Bij drie afzonderlijke brieven van 28 augustus 2017 heeft de stichting de door [appellanten] daartegen gemaakte bezwaren ongegrond verklaard.
Bij uitspraak van 12 december 2018 heeft de rechtbank de door [appellanten] daartegen ingestelde beroepen gegrond verklaard, de als besluiten aangemerkte brieven van 28 augustus 2017 vernietigd, de bezwaren van [appellanten] tegen de drie afzonderlijke brieven van de stichting van 29 maart 2017 niet-ontvankelijk verklaard en bepaald dat de uitspraak in de plaats treedt van de als besluiten aangemerkte brieven van 28 augustus 2017. Deze uitspraak is aangehecht.
Tegen deze uitspraak hebben [appellanten] hoger beroep ingesteld.
De stichting heeft een schriftelijke uiteenzetting gegeven.
[appellanten] en de stichting hebben nadere stukken ingediend.
De Afdeling heeft de zaak ter zitting behandeld op 25 november 2019, waar [appellanten] en de stichting, vertegenwoordigd door [gemachtigde A], bijgestaan door [gemachtigde B], zijn verschenen.
Overwegingen
Inleiding
1. [appellanten] hebben bij de stichting in 2015 drie verzoeken ingediend waarin zij op grond van de Wob vragen om kennisneming van tal van documenten. Het gaat onder meer om documenten over de klachtenregeling, het managementstatuut, meldingen van misstanden, jaarverslagen, jaarrekeningen, begrotingen, goedkeuring van stukken, bekendmaking van stukken en benoemingsbesluiten.
Regelgeving
2. De relevante bepalingen uit de Algemene wet bestuursrecht (hierna: de Awb), de Wob, de Wet op het primair onderwijs (hierna: de Wpo), de Wet op het voortgezet onderwijs (hierna: de Wvo) en Boek 2 van het Burgerlijk Wetboek (hierna: het BW) zijn opgenomen in een bijlage, die deel uitmaakt van deze uitspraak.
Aangevallen uitspraak
3. De rechtbank is [appellanten] niet gevolgd in het betoog dat de brieven van de stichting van 28 augustus 2017 niet kunnen worden aangemerkt als besluiten op bezwaar.

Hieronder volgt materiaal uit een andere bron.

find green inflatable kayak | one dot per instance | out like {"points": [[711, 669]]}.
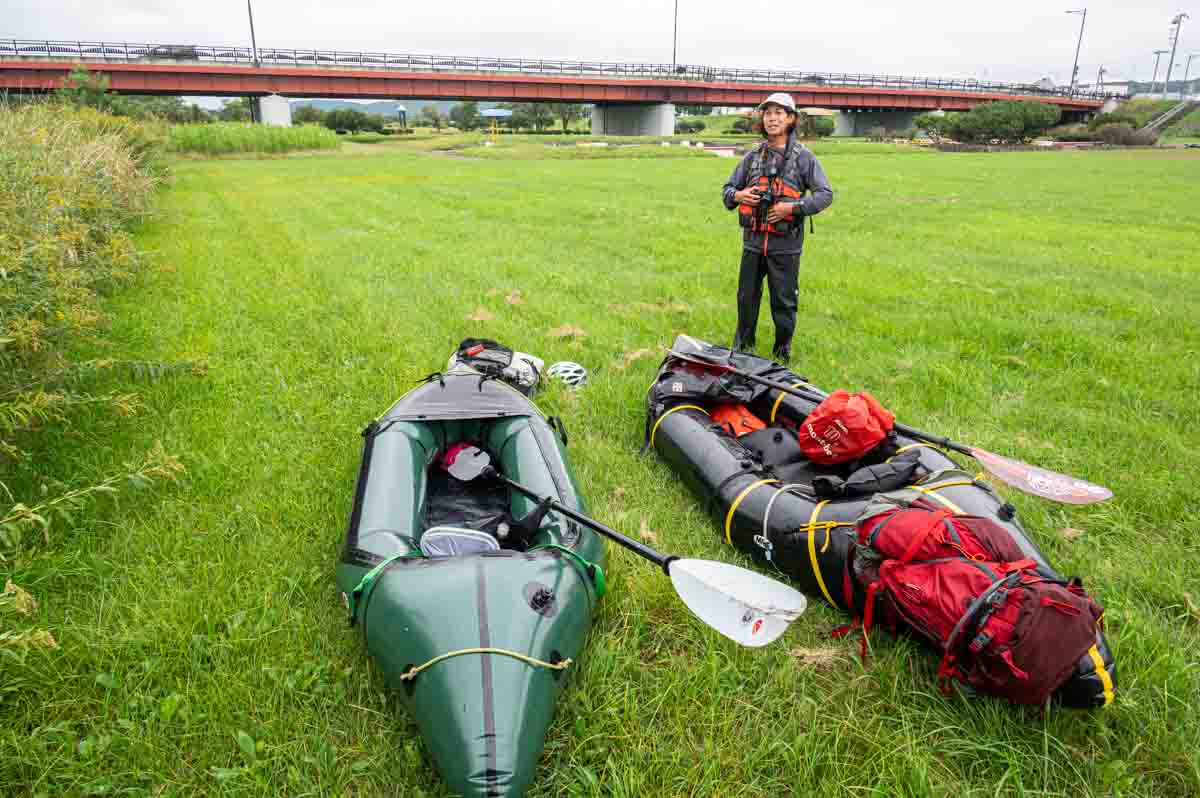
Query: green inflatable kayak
{"points": [[473, 600]]}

Verder heeft de rechtbank overwogen dat geen sprake is van onbevoegd genomen besluiten. De besluiten zijn genomen en ondertekend door [gemachtigde A], directeur-bestuurder Primair Onderwijs. Uit de overgelegde gedingstukken dient te worden afgeleid dat hij per 1 juni 2016 is benoemd in deze functie en dat deze functionaris is belast met het dagelijks bestuur van de stichting en bevoegd is om namens de stichting besluiten te nemen. Van onbevoegde benoeming van [gemachtigde A] is niet gebleken.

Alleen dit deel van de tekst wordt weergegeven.